Figure 5:  Select phase field application from built-in ones or use-defined ones

• Initial condition: phase field simulation must be initialized with a pre-existing microstructure without explicitly defining nucleation mechanism by a model. There are three Pre-Defined initial conditions: random, sphere, and empty. Random is used for spinodal decomposition simulation to apply randomized initial composition profile. Sphere is used for precipitation simulation applying a sphere particle with radius of 5 grids at the center of simulation box. Empty is used for simulation without explicitly initialize microstructure, for example, a nucleation simulation.

  When “Import from folder” function is used, initial composition profile and/or initial order parameters following the data defined in VTK file(s) should be prepared before loading it.

• Run phase-field simulation: In Phase Field Simulation window (Figure 4), click OK to run the simulation. After the simulation is completed, its results are displayed in two types of formats in Pandat™ Explorer window: Graph and Table. By default, the graphs plotting microstructure and volume fraction of precipitate are shown in Figure 6 and Figure 7.

However, it should be emphasized that, in addition to the default tables, variety of properties, such as temperature, nucleation driving force, nucleation rate, average composition of matrix phase can be retrieved through “Add a new table”.

Add a new table function can be activated by the following ways: (1) selecting the “Table” node in the Explorer window, then right click the mouse and select “Add a New Table” option (as shown in Figure 8); or (2) choose “Add or Edit a Table” from the “Table” menu. This function allows user to create a new table at their own choices.

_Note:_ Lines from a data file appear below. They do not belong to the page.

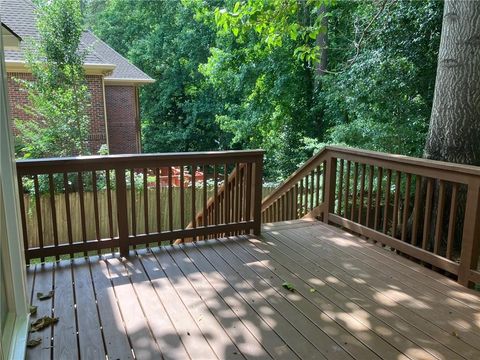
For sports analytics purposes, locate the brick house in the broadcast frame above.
[0,0,154,154]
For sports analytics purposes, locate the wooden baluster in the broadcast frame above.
[180,165,185,233]
[213,164,218,225]
[235,162,240,223]
[130,169,137,236]
[202,165,209,232]
[115,168,130,257]
[433,180,445,254]
[92,170,102,245]
[392,171,402,237]
[155,168,162,233]
[401,173,412,241]
[310,170,318,211]
[33,175,45,262]
[143,168,150,234]
[299,178,305,218]
[446,183,458,259]
[322,160,327,202]
[48,174,59,260]
[303,175,310,215]
[383,169,392,234]
[365,165,375,227]
[245,163,253,221]
[323,157,337,219]
[168,166,173,231]
[78,172,87,256]
[458,184,480,286]
[293,183,299,220]
[285,189,292,220]
[253,157,263,235]
[411,175,422,246]
[191,165,197,235]
[373,167,383,230]
[343,160,351,217]
[350,163,358,221]
[337,159,345,216]
[17,174,30,261]
[105,169,114,254]
[358,164,367,224]
[238,165,244,222]
[422,178,433,249]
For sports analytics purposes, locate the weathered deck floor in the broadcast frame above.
[28,221,480,360]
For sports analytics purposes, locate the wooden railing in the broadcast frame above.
[180,163,249,244]
[17,151,263,261]
[262,147,480,285]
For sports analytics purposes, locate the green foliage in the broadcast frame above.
[87,0,443,181]
[15,0,89,158]
[200,0,333,63]
[90,0,230,152]
[316,1,443,156]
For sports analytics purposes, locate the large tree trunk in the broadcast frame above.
[423,0,480,256]
[424,0,480,165]
[315,4,328,77]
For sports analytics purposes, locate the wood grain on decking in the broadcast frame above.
[27,221,480,360]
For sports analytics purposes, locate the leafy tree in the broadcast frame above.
[317,0,443,156]
[85,0,443,179]
[15,0,89,158]
[91,0,230,152]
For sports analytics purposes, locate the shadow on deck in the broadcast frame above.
[28,221,480,360]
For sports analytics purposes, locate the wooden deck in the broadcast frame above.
[28,221,480,360]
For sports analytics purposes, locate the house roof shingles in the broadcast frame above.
[0,0,154,82]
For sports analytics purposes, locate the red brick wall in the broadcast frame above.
[7,73,107,154]
[105,85,139,154]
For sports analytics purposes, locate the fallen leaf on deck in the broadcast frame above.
[27,338,42,347]
[30,316,58,332]
[282,281,295,292]
[37,290,55,300]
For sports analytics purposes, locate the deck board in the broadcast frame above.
[72,259,106,360]
[286,228,480,350]
[27,220,480,360]
[53,260,78,360]
[27,264,54,360]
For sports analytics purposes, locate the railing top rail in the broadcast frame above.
[262,148,328,211]
[17,150,264,175]
[262,146,480,210]
[323,146,480,177]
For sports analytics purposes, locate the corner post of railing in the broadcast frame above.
[458,181,480,286]
[323,155,337,223]
[253,151,263,235]
[115,167,129,257]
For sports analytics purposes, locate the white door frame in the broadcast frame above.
[0,12,29,360]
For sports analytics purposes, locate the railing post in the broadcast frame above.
[323,156,337,223]
[249,154,263,235]
[116,167,130,257]
[458,183,480,286]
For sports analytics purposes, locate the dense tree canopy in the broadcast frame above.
[85,0,443,179]
[15,0,89,158]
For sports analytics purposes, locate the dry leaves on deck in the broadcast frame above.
[30,316,58,332]
[37,290,55,300]
[282,281,295,292]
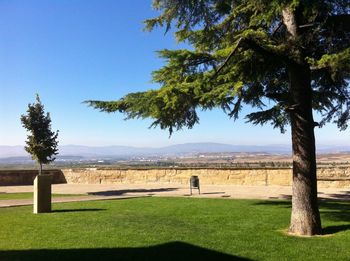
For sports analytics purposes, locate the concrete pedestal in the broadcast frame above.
[33,175,52,214]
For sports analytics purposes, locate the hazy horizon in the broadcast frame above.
[0,0,350,147]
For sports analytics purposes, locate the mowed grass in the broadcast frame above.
[0,192,87,200]
[0,197,350,261]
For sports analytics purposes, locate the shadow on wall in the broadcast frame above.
[87,188,178,196]
[0,242,250,261]
[0,169,67,186]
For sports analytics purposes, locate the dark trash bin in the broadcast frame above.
[190,176,201,195]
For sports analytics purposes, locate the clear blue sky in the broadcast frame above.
[0,0,350,147]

The basic layout of the window of “Add a new table” is shown in Figure 9. User can enter the available variables to the “Columns” field. The description of the available variables are listed in Table 1.

Table 1:  Available variables for precipitation simulation with nucleation model

Variable Name	Description
time	Time of elapsed thermal condition
log10(time)	Log-scale time of elapsed thermal condition
T	Temperature
f(@*)	Volume fraction of each phase
x(*)	Overall chemical composition in mole fraction
w(*)	Overall chemical composition in weight fraction
x(*@*)	Average chemical composition of each phase in mole fraction
w(*@*)	Average chemical composition of each phase in weight fraction
nr(@*)	Nucleation rate of each phase. Unite is m^{-3}s^{-1}\
dgm(@*)	Driving force of each phase. Unit is J/mol

(1) Open any microstructure file in GUI window, as shown in Figure 10.

(2) “Open containing folder” which contains this microstructure file, as shown in Figure 11.

(3) Select all .VTK files for usage, as shown in Figure 12. (.VTKB all binary format of VTK files, which cannot be directly viewed by text editor, but can be opened by ParaVeiw)

(2) The folder containing VTK files.

Batch file and VTK files must be consistent, for example they come from a same simulation. Follow the steps to load the VTK files:

(1) Create a new result node in Pandat™ workspace.

(2) Select a batch file for the batch mode calculation.

(3) Select corresponding VTK folder form the same batch mode calculation

(4) After clicking OK in Figure 15, VTK files will be visualized.

Plugin should be organized inside “Pandat 2024/bin/PanPhaseField_Plugins” folder. Plugins inside this folder will be visible by PanPhaseField’s plugin viewer. Choose "PanPhaseField → Plugins", the Plugin viewer will show as in Figure 17.

To perform a spinodal decomposition, follow Section Step 2: Load Thermodynamic and Mobility Database and Section Step 3: Load Phase-Field Database File to load the database files “FeCrNi.tdb” and “FeCrNi.pfdb” from “Pandat 2024 Examples/PanPhaseField/plugin_spinodal” folder. Set the condition and select UER_PFM_SPINODAL plugin from Phase Field Models, as is displayed in Figure 18. And the simulation result is displayed in Figure 19.